Syrian government warplanes resumed their bombardment of a rebel-held valley near Damascus on Sunday after nearly 24 hours with no air raids, a rebel official and monitors said, during the third day of a fragile ceasefire.
The truce deal, brokered by Russia and Turkey which back opposing sides in the conflict and welcomed unanimously by the United Nations Security Council, has been repeatedly violated since it began, with warring sides trading the blame.
Rebels on Saturday warned they would abandon the truce if the government side continued to violate it, asking the Russians, who support President Bashar al-Assad, to rein in army and militia attacks in the valley by 8:00 p.m.
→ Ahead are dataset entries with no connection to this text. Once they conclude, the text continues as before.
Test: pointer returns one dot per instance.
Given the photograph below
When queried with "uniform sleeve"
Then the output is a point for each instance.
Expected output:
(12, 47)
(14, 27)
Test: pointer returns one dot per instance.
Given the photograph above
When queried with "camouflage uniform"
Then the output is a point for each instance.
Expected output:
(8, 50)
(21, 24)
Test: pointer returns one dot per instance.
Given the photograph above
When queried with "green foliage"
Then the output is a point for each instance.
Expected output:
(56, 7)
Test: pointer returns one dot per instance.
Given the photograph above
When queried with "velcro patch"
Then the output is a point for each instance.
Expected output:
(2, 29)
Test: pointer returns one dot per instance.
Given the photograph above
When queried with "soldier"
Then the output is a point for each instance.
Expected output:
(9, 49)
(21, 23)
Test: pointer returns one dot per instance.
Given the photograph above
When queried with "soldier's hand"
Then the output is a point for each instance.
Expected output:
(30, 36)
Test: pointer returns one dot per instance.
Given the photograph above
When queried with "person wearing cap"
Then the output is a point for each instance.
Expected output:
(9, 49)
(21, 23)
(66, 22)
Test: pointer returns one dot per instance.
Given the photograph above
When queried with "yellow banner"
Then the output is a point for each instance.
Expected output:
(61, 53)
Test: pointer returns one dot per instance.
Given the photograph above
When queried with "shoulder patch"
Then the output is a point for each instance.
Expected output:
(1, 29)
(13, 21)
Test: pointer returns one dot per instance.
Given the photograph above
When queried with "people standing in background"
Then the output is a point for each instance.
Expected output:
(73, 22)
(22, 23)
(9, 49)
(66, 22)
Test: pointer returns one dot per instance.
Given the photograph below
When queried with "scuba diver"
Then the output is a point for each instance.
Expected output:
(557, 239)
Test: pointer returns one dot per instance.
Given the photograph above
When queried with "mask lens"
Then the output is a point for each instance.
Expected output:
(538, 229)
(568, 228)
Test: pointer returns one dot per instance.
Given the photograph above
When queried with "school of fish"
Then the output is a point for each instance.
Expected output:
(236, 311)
Bombardments ceased before that time - although some clashes continued - but began again late on Sunday.
It was not immediately clear if the rebels would abandon the truce as a result. Like previous Syria ceasefire deals, it has been shaky from the start with repeated outbreaks of violence in some areas, but has largely held elsewhere.
The raids hit areas of Wadi Barada, where government forces and their allies launched an operation more than a week ago, a spokesman for the Jaish al-Nasr rebel group and the British-based Syrian Observatory for Human Rights said.
There was a "fierce attack and attempt by Assad and Shi'ite militias to raid Wadi Barada" from nearby hills, the rebel spokesman, Mohammed Rasheed, said.